Le contrôle coercitif permet donc d’appréhender aussi les violences faites aux femmes comme des atteintes à leurs droits fondamentaux. Les juges de la Cour européenne des droits de l’homme l’ont admis (alors même que la Convention d’Istanbul relative à la lutte contre la violence à l’égard des femmes et la violence domestique  ne contient pas les termes de contrôle coercitif) dans la décision Tunikova et autres c/ Russie en date du 14 décembre 2021 – laquelle pointe d’ailleurs les lacunes des droits nationaux à ce sujet – à propos d’un mari qui surveillait les mouvements de sa femme, la traquait, l’enfermait dans la voiture et menaçait de la tuer.

Il convient de distinguer le contrôle coercitif de la notion d’emprise introduite par la loi n° 2020-936 du 30 juillet 2020 visant à protéger les victimes de violences conjugales (sans y avoir été définie) dans le Code civil aux articles 255 et 373-2-10 et dans le Code pénal à l’article 226-14. Le contrôle coercitif change en effet l’orientation du projecteur tenu par le juge du fait. Alors que l’emprise le convie à braquer ce projecteur sur le comportement de la victime, le contrôle coercitif l’invite à le déplacer vers l’agresseur pour mettre en lumière le comportement de ce dernier et relever un certain nombre de faits objectifs qui peuvent révéler l’existence d’un tel contrôle. Ce concept s’avère donc plus objectif et large, à tel point qu’un répertoire de comportements peut être établi pour savoir s’il y a ou non contrôle coercitif.

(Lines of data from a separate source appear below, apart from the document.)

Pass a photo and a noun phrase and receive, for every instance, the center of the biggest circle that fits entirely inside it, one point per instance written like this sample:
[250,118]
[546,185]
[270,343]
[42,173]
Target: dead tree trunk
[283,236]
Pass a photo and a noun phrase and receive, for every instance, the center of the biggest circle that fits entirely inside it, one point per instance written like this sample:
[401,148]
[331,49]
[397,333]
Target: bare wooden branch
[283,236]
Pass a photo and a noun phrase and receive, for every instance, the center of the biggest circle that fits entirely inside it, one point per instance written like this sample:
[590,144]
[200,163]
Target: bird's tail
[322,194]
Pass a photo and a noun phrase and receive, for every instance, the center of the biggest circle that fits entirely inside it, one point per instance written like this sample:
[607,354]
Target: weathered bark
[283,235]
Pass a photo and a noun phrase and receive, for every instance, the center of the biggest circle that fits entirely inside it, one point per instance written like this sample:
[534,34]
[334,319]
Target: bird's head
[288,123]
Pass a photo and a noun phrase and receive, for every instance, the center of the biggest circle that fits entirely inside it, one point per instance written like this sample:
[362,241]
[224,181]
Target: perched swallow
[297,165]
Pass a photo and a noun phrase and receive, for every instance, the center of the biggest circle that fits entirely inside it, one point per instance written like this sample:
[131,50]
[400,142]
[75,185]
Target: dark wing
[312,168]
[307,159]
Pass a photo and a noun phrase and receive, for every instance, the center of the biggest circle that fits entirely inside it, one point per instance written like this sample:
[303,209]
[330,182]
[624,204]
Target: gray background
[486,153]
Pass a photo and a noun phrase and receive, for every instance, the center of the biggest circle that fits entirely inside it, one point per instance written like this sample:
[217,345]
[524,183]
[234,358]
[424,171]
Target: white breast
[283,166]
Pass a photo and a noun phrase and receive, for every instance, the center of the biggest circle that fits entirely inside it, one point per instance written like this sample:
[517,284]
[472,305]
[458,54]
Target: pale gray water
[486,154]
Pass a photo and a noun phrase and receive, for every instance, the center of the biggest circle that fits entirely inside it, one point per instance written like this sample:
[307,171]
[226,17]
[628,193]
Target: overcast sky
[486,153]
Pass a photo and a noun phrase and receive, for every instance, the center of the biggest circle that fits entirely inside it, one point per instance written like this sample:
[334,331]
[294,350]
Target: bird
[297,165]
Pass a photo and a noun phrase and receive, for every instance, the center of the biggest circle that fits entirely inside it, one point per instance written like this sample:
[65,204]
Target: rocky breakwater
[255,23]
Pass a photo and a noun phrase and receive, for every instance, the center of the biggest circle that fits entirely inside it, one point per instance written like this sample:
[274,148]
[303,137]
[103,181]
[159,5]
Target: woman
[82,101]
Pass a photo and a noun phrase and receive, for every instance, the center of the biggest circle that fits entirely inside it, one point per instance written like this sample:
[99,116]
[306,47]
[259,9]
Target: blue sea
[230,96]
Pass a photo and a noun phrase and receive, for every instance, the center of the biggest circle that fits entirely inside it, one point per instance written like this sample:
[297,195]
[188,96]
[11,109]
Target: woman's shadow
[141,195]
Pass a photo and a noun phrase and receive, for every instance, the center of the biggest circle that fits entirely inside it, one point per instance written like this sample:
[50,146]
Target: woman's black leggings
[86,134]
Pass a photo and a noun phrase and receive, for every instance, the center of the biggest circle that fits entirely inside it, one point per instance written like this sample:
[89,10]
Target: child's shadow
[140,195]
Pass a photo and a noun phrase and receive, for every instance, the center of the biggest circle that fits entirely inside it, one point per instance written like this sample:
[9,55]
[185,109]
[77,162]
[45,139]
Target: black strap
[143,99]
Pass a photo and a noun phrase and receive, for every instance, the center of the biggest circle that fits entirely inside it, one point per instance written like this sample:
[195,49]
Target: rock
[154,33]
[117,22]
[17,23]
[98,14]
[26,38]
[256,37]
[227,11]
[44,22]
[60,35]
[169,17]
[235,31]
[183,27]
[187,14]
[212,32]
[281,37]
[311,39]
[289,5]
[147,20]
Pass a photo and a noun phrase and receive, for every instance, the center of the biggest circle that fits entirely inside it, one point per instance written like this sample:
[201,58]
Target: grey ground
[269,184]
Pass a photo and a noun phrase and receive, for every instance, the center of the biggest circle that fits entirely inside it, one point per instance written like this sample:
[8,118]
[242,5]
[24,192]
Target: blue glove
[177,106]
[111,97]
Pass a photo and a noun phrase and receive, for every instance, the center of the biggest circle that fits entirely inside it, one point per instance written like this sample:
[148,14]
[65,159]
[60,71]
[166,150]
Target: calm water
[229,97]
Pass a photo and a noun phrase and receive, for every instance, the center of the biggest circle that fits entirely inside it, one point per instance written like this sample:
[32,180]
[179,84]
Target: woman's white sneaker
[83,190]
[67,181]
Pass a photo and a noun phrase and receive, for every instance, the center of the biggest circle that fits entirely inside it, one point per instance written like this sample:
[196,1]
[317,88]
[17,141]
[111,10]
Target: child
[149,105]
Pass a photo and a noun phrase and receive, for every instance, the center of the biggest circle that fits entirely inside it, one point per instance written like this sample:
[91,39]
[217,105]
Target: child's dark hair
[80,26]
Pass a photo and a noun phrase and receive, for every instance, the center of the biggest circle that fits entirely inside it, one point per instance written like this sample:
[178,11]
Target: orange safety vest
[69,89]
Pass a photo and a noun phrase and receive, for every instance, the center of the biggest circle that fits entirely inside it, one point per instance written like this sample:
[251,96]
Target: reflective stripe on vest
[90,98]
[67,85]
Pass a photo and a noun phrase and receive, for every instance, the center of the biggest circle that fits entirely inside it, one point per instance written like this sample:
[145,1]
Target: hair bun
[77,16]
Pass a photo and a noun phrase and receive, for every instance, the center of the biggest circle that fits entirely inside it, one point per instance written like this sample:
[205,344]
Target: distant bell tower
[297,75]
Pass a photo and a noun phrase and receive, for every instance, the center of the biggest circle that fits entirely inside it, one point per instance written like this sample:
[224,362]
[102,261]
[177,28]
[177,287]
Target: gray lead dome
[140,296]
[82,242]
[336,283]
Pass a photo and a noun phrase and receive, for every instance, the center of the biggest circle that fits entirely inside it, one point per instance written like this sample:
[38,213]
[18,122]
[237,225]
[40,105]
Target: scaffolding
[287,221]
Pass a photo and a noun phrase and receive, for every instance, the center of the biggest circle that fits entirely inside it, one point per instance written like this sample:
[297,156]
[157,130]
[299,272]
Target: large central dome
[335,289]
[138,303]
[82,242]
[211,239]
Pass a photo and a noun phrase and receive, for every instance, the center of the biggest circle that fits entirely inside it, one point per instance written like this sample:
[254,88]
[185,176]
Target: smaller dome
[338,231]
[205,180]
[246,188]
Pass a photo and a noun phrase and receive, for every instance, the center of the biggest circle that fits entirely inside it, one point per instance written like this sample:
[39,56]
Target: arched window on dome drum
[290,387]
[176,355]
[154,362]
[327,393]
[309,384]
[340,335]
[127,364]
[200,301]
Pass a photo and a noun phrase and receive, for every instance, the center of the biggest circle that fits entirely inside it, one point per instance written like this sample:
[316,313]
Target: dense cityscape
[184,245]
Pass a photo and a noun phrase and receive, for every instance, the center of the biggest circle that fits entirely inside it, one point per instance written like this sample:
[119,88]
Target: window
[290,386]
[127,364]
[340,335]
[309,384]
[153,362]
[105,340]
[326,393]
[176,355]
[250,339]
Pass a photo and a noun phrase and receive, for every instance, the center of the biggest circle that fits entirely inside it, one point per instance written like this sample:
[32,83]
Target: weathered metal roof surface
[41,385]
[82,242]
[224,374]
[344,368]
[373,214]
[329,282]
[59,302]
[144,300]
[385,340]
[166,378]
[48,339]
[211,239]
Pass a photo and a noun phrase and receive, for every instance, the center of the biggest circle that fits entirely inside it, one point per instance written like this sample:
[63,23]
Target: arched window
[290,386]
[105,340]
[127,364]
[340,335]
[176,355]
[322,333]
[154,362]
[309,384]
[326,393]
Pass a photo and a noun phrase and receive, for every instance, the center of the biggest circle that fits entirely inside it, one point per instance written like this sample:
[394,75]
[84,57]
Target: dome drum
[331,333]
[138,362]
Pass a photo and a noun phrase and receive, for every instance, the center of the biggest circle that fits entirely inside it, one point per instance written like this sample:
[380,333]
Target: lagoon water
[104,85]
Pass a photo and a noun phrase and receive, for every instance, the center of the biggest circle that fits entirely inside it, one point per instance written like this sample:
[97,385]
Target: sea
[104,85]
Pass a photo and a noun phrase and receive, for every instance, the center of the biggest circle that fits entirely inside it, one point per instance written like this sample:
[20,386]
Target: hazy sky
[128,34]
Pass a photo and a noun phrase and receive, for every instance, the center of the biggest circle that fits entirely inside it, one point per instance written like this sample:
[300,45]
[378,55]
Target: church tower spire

Le contrôle coercitif existe-t-il dans d’autres pays ?

Le contrôle coercitif est connu d’autres pays appartenant essentiellement au système de Common law. Ainsi, en 2015, l’Angleterre et le pays de Galles ont adopté le Serious Crimes Act qui incrimine des comportements de contrôle ou de coercition dans une relation intime ou familiale et fait encourir une peine pouvant aller, selon la procédure suivie, jusqu’à cinq ans d’emprisonnement. En 2018, l’Écosse a voté le Domestic Abuse Act qui incrimine le fait de rendre un conjoint dépendant ou subordonné, de l’isoler de ses amis ou de parents, de contrôler, réglementer ou surveiller ses activités quotidiennes, de le priver ou restreindre sa liberté d’action, de l’effrayer, de l’humilier, de le punir. La peine encourue peut aller, selon la procédure suivie, jusqu’à 14 ans d’emprisonnement. L’Irlande connaît aussi une telle législation, de même que l’état de Tasmanie en Australie suite au Family Violence Act de 2004.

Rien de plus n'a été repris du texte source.